Condition Critical is the fourth studio album by American heavy metal band Quiet Riot. Released in 1984, it was not nearly as successful as its predecessor (1983's Metal Health) in either fan reaction or sales. However, it did sell over one million copies, peaking at  15 on the US Billboard album chart. Like the band's previous album, Condition Critical features a Slade cover song as the second track.

Tracks "Party All Night" (also known as "Party All Nite") and "Mama Weer All Crazee Now" had music videos made for them, both receiving some airplay on TV. The same man with a metal mask from the last album cover is on this cover as well as many of the band's subsequent album covers, establishing him as the band's mascot. The character also has cameos in both aforementioned music videos.

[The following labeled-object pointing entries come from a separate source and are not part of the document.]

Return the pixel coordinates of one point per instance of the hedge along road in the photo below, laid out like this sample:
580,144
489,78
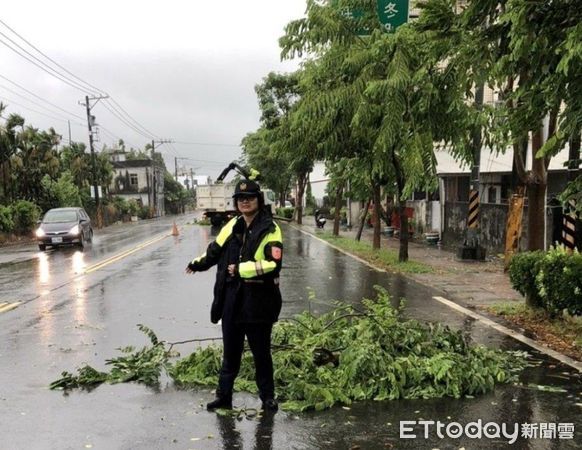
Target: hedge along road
87,319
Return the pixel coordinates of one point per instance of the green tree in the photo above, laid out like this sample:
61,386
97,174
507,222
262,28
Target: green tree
61,193
385,100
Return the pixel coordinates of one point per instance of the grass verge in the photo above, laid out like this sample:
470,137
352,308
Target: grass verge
384,258
563,334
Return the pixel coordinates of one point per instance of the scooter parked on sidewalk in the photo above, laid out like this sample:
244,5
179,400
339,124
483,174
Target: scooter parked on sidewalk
320,219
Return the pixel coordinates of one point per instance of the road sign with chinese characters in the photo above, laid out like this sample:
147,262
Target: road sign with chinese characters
392,13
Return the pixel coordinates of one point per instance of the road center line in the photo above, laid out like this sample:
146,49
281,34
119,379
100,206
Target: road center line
5,307
93,268
496,326
124,254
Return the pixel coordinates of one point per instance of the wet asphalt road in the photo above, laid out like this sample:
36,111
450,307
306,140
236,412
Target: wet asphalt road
67,319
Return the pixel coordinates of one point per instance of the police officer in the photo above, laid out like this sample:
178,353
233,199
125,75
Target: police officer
248,252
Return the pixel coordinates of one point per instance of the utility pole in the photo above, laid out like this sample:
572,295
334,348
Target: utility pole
472,248
90,124
154,183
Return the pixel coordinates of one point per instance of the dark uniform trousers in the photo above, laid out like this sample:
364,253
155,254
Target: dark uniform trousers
259,338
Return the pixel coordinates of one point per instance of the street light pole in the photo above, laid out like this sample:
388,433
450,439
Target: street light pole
90,123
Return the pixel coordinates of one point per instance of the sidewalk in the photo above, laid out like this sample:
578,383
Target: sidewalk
469,283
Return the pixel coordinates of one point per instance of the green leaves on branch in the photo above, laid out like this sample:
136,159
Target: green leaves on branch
143,366
351,353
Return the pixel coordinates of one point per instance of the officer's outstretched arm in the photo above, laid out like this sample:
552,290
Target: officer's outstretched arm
213,252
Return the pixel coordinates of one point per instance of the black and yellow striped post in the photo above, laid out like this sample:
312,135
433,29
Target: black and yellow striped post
569,226
473,219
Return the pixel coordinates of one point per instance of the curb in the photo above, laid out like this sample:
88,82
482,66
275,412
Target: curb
537,345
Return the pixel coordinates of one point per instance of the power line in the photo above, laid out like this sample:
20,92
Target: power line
140,129
50,59
29,100
40,98
55,74
124,121
132,119
12,102
211,144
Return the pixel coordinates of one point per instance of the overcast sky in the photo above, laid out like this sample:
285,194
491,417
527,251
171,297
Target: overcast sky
183,70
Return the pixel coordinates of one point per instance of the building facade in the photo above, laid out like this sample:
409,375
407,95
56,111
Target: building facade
141,180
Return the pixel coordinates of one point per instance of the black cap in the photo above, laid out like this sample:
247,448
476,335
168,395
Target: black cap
247,187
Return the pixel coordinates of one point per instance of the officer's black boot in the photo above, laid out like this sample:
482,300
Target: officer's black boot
222,401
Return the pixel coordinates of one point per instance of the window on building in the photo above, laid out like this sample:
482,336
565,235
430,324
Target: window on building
505,188
492,194
463,184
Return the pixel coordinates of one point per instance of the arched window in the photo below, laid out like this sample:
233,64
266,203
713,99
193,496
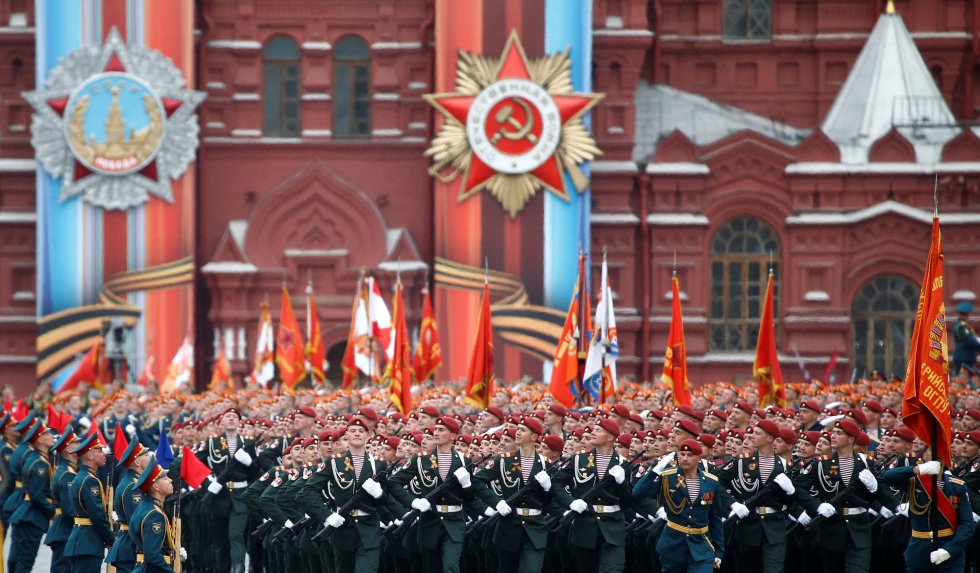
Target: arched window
280,86
352,88
747,19
740,255
883,314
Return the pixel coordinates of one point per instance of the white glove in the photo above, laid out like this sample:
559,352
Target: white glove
786,484
463,477
618,473
373,488
938,556
868,479
242,456
663,463
739,510
543,479
826,510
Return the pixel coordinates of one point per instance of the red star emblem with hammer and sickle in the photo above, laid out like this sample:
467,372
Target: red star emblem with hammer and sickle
514,124
60,105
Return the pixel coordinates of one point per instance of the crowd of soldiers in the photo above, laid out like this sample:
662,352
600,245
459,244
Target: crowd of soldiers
318,481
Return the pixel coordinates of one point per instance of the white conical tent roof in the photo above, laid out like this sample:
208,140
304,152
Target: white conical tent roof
889,86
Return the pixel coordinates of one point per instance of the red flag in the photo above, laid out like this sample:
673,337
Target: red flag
428,355
925,408
316,354
565,373
349,362
289,345
119,443
399,371
93,368
192,470
479,379
675,360
766,366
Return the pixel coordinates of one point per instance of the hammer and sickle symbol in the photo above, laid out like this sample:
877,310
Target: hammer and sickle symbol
506,116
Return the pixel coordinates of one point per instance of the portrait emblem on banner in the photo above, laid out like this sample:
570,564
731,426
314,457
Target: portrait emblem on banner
115,124
513,126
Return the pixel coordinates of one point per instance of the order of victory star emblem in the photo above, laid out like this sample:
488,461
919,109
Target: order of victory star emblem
115,124
513,126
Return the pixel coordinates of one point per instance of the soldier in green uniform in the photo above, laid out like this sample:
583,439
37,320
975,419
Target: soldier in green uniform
693,540
442,523
64,516
151,531
91,534
133,461
32,518
357,540
761,530
952,521
966,344
231,458
521,534
598,535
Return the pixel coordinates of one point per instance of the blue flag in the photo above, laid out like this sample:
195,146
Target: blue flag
165,455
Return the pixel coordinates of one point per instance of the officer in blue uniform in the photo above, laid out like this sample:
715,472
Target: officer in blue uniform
693,540
952,521
90,535
64,515
965,339
32,518
134,459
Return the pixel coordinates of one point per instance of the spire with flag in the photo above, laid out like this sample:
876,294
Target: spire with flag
675,359
263,370
565,373
316,354
398,375
599,377
428,353
925,406
766,366
479,378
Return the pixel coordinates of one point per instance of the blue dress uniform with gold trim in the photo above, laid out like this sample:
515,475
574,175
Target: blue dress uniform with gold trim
694,536
925,522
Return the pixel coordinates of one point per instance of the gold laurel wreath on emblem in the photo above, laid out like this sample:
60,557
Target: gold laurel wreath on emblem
452,154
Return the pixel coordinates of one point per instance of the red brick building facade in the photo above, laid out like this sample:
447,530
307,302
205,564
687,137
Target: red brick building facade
311,168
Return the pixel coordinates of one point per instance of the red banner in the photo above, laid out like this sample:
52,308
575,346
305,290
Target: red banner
675,361
925,408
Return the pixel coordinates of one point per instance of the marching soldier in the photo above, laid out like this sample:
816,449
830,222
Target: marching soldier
442,522
151,531
133,461
64,516
952,523
598,535
693,540
521,535
32,518
91,535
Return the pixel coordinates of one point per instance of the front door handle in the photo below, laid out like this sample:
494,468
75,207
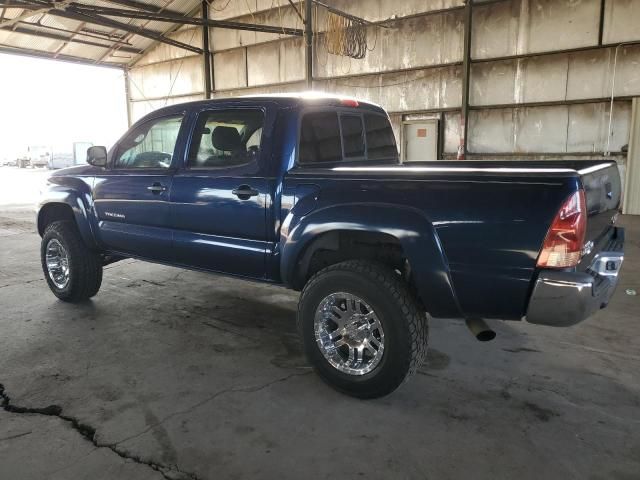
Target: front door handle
244,192
157,188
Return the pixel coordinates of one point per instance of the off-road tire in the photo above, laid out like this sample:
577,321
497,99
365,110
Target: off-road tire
403,319
85,266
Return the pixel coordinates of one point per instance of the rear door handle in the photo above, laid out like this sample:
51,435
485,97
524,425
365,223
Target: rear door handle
244,192
157,188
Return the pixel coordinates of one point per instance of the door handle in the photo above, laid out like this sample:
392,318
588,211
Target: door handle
244,192
157,188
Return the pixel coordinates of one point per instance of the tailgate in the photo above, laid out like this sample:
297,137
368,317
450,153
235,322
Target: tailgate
602,190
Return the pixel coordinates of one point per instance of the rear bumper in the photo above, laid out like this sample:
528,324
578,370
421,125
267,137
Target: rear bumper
562,298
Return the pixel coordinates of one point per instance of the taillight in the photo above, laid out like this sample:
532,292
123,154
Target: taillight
562,246
349,102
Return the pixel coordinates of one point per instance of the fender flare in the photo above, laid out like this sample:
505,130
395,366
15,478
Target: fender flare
80,207
409,226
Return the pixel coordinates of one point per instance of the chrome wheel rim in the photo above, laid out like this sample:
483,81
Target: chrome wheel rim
349,333
57,263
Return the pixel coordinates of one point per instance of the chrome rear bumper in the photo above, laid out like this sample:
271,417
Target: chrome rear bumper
561,298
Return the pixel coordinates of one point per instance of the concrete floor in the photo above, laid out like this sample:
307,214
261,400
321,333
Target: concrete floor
175,374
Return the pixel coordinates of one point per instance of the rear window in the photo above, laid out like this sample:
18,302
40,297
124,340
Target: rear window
334,137
320,138
381,143
352,135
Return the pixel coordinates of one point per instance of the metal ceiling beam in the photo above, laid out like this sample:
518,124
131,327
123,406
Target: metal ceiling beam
107,22
26,52
142,6
74,14
179,18
65,38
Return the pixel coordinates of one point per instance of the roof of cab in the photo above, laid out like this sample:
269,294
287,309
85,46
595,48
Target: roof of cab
285,99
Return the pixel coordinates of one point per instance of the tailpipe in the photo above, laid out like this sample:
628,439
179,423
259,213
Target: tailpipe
480,329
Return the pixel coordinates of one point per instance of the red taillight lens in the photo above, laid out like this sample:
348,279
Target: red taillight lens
562,247
349,102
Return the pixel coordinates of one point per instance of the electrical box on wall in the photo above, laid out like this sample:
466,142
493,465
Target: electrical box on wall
420,140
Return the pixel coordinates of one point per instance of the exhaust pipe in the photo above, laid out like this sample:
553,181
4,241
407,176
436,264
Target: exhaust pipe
480,329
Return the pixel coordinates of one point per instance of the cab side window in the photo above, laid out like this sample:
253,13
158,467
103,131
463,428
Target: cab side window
150,145
226,138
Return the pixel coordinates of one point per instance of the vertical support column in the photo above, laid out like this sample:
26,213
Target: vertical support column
466,74
601,22
631,203
127,95
206,53
308,40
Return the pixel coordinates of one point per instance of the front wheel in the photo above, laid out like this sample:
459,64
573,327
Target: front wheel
73,272
362,330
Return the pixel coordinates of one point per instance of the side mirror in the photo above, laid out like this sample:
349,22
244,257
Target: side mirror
97,156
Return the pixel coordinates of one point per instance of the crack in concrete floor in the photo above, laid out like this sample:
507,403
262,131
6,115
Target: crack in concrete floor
89,433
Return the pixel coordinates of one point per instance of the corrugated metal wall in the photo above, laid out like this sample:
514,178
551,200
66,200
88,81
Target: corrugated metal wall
525,99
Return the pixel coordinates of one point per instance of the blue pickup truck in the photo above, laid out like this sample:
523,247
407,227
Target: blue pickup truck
307,192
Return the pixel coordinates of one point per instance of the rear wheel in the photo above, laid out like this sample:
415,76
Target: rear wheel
73,272
363,331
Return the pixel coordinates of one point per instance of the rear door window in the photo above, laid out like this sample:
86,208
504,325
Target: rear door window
320,138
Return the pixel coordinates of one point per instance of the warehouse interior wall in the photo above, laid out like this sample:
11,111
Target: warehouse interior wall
541,71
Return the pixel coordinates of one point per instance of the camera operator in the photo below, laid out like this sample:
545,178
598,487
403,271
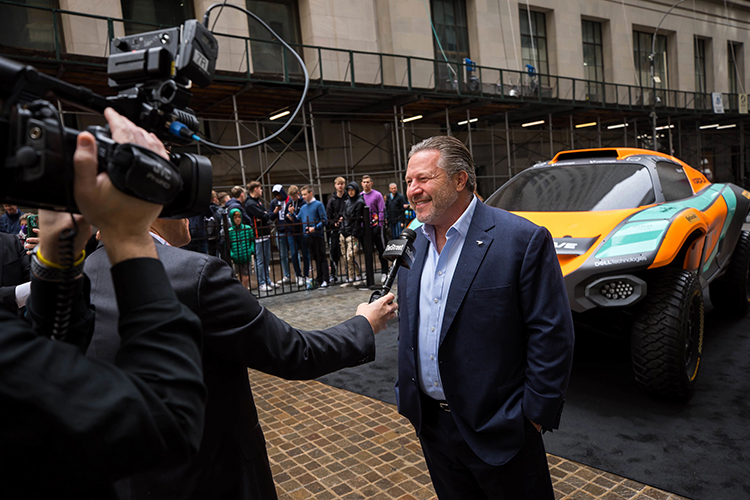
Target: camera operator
69,425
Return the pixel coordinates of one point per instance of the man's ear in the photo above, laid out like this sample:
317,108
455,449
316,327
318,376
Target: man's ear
460,179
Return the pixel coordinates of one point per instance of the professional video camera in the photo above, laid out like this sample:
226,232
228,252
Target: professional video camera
152,72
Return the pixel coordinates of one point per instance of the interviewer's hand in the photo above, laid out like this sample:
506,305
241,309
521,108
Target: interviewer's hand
379,312
122,219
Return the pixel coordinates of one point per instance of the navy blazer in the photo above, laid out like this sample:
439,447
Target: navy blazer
506,342
238,333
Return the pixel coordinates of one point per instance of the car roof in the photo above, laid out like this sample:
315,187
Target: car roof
580,157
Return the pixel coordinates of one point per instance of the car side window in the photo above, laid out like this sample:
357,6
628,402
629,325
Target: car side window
674,183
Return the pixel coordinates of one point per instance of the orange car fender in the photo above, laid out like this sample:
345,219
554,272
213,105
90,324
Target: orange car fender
690,227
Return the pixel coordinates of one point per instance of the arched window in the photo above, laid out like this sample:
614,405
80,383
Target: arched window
150,15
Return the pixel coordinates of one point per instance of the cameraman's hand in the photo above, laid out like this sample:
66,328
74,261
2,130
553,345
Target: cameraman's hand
31,241
122,219
53,224
379,312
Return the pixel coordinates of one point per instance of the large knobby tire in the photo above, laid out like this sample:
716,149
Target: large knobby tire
667,334
730,294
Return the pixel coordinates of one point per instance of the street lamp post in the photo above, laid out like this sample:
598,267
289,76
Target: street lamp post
651,58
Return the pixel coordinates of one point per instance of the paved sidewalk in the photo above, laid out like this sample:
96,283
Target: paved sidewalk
326,443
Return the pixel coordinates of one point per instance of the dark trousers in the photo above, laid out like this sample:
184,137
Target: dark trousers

The track "Stomp Your Hands, Clap Your Feet" shares its title with the original American title to Slade's 1974 album Old New Borrowed and Blue.

Critical reception

As stated in the program Behind the Music, frontman DuBrow's combative attitude towards music journalists and fellow metal musicians – for example, he likened the magazine Hit Parader to toilet paper – was felt by other band members and their producer to have hurt the album's reviews. DuBrow later agreed and expressed regret.

Allmusic critic Stephen Thomas Erlewine gave Condition Critical a mixed-to-positive review, stating that he found the band's Slade cover to be the best track on the album given the "solid hook" of its guitar riffs.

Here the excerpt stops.